We may not have the answers to all these “work-in-progress” questions, but they are essential questions to answer for a startup. We cannot be a ‘me too’ player in the industry. We will end up in a price war. The company with the bigger war chest has the advantage in a price war. We don’t want to go in that direction. We cannot afford it.

Stay tuned as we document our experience navigating four of our startup businesses.

Positioning in the Corporate Uniform industry

A KCU startup Journey entry.

I heard an exciting blog concept from Pat Flynn’s podcast. When he started blogging many moons ago, he decided to blog about his startup journey. He would share his wins and difficulties in starting his solopreneur business. 

I thought that was an exciting concept. This blog will be following Pat’s lead. The timing is suitable for a service we are pivoting from my current employer. PMII is a professional sales and marketing service company with clients mainly from the Pharmaceutical industry. Since the client’s medical representatives need to distinguish themselves from their competitors when visiting doctors and hospitals, they come to work wearing their official corporate uniforms. These serve as a branding tool as well. 

For the last 20 years, PMII has been providing the corporate uniform requirements of their clients. So it would not be too much of a surprise to create a “startup” business from it. So we named the company – Kuhana Corporate Uniform. 

“Kuhana” is loosely translated as “Get already” or “Get now”. We use an umbrella word for the companies’ startups; Kuhana Amore, Kuhana Mum&Me, Kuhana Outdoor, Kuhana Corporate Goods, Kuhana Corporate Uniform. These are all tiny startups.

Two weeks ago, Kuhana Corporate Uniform or KCU was just on the back burner. However, when we reviewed the revenues of the startups last week, we noted that Kuhana Corporate Goods and Kuhana Uniform somehow has a steady flow of income. It’s not that big since we look at it as an added service to our existing clients. It’s provided primarily as goodwill. 

Ann, the person in charge of KCU, and I noted that we needed to start from the start. First, we needed to create a business model and a marketing strategy. In simple terms, we needed to clearly define how the company would compete in which target industry. 

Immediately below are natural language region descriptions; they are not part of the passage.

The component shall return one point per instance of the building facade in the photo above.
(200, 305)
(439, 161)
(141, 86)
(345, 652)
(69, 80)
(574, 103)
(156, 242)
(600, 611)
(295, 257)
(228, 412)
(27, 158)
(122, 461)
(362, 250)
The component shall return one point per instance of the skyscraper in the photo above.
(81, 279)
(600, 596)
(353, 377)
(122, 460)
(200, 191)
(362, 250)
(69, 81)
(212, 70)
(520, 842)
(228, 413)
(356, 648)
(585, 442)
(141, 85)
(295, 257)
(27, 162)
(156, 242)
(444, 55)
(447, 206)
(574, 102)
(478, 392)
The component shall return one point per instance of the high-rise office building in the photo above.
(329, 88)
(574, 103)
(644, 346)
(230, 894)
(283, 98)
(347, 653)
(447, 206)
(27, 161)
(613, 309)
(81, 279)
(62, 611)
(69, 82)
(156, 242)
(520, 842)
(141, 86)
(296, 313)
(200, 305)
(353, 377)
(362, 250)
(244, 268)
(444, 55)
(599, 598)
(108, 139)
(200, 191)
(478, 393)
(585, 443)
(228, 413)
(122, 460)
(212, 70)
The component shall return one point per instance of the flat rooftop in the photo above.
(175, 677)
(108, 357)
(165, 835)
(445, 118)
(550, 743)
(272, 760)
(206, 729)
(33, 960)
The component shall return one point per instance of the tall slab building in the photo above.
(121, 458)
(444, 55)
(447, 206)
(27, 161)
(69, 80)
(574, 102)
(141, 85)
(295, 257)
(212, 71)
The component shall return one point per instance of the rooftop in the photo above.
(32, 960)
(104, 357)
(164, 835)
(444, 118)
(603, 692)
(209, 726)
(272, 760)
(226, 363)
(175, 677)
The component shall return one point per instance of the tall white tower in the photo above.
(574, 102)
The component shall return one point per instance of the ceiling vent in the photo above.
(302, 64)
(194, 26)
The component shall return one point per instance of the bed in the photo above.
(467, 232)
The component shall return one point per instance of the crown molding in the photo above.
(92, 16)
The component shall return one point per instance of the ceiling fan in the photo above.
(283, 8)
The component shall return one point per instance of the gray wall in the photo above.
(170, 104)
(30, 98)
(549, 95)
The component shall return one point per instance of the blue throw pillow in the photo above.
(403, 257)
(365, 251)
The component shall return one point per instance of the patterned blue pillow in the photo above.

Creating a clear business model is not as easy as it sounds. With the standard template we use, there are a few components that are difficult to define:

  1. A niche target market and client avatar.
  2. A truly unique value proposition. From experience, most founders claim that their product or service is unique even though they have dozens of similar competitors.
  3. “Unfair advantage” is also challenging to define. What does the company have that competitors cannot easily copy? Successful products, services, and even product features are rapidly duplicated in today’s business landscape.

We need to fill in other components to complete the business model.

It usually takes from a few days to weeks to truly complete the business model. When rushed, the content is sometimes weak and can easily be dismissed. 

The next step is defining a clear marketing strategy. Some of the marketing strategy components will come from the business model.

For instance, when crafting a marketing slogan, it’s wise to mention the unique value proposition. What makes KCU different from the others? Why should clients reach out to KCU and not its competitors? The Corporate Uniform industry is matured and has been commoditized through the years. It would be challenging to develop a unique business model that should make it stand out in the market.

However, it’s not impossible. Part of the research would be to check on the leaders in the industry and identify their UVP. We need to figure out what’s unique about them and how they have survived for years in their industry.